Una sonrisa agridulce se le dibujó en los labios.

—No me recuerdas, ¿verdad? Soy el vigilante que te dejó entrar en la biblioteca, con el que coqueteaste.

Su rostro enrojeció de vergüenza.

—¿Tú? Creía que llevabas uniforme.

El vigilante asintió, contento de que recordara algo.

—Mi turno ha acabado hace una hora. Y tienes suerte de que así sea, porque si no, no podría haberme enterado del peligro al que te enfrentas.

—¿Qué clase de peligro?

—¿Quieres decirme que no lo sabes? La noticia más importante en todos los canales es sobre el hombre con el que has venido hoy. ¿Sabes que lo buscan? Todos los policías de Europa lo están buscando.

«¡Mierda!», maldijo para sí. Manteniendo la calma, dijo:

—Debes de estar equivocado. Lo conozco desde hace mucho tiempo, y no es él un criminal. Es un profesor muy prestigioso.

—La televisión mostraba varias fotos suyas. Es él, seguro.

—Muy bien —respondió ella—. Supongamos que tienes razón. ¿Qué crees que tendríamos que hacer al respecto?

—No se trata de lo que yo crea que deberíamos hacer, sino de lo que ya he hecho.

María sintió que el corazón se le paralizaba.

—¿Qué quieres decir?

—Cuando vi su fotografía, volví para asegurarme de que todavía estaba aquí.
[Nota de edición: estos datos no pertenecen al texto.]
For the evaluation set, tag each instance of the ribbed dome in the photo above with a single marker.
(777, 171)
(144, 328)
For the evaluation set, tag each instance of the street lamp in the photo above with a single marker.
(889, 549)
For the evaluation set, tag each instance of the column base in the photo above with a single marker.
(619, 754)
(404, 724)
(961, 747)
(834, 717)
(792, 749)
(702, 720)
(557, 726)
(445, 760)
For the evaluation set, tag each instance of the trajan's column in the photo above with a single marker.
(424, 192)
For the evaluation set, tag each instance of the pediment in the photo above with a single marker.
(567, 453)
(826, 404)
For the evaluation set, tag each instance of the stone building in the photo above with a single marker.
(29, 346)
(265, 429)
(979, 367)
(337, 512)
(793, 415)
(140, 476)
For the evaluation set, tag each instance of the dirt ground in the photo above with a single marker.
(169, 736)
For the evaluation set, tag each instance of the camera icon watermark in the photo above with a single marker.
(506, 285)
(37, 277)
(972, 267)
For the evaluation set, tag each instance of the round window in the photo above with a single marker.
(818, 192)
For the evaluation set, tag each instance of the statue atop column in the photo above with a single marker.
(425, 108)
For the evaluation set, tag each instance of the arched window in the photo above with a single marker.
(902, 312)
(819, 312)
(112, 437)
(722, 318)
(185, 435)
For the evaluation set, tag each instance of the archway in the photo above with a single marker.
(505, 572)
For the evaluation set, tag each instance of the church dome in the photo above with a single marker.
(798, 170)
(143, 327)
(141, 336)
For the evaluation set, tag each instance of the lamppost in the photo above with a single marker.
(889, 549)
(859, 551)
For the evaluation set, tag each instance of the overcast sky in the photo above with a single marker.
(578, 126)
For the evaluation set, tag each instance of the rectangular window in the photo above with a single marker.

Después esperé a que te separaras de él, no quería que te cogiera como rehén, y llamé a la policía local. Si tenemos suerte, ya lo habrán arrestado.

La envolvió una oleada de pánico. De pronto, antes de que se diera cuenta de lo que estaba haciendo, se vio a sí misma intentando abrir la puerta, en un intento de avisar a Boyd antes de que fuese demasiado tarde.

—No te servirá de nada. No puedes salir de aquí sin la llave.

Ella insistió, pero la cerradura no se movió, tal como él le había advertido.

—¡No tienes derecho a encerrarme aquí! —gritó—. ¡Ningún derecho!

—En realidad, tengo todo el derecho del mundo. Yo fui quien te dejó entrar sin identificación, así que eso me convierte en responsable. —Caminó hacia la puerta, intentando calmarla—. Esperemos aquí hasta que lleguen las autoridades, y luego podremos arreglarlo todo. ¿No te parece razonable?

María suspiró y luego le sonrió lo más cálidamente que pudo.

—Quizá tengas razón. Es decir, todo esto es tan confuso. Ahora mismo estoy tan cansada que apenas puedo pensar con claridad. No sé. Tal vez esperar aquí sea lo mejor.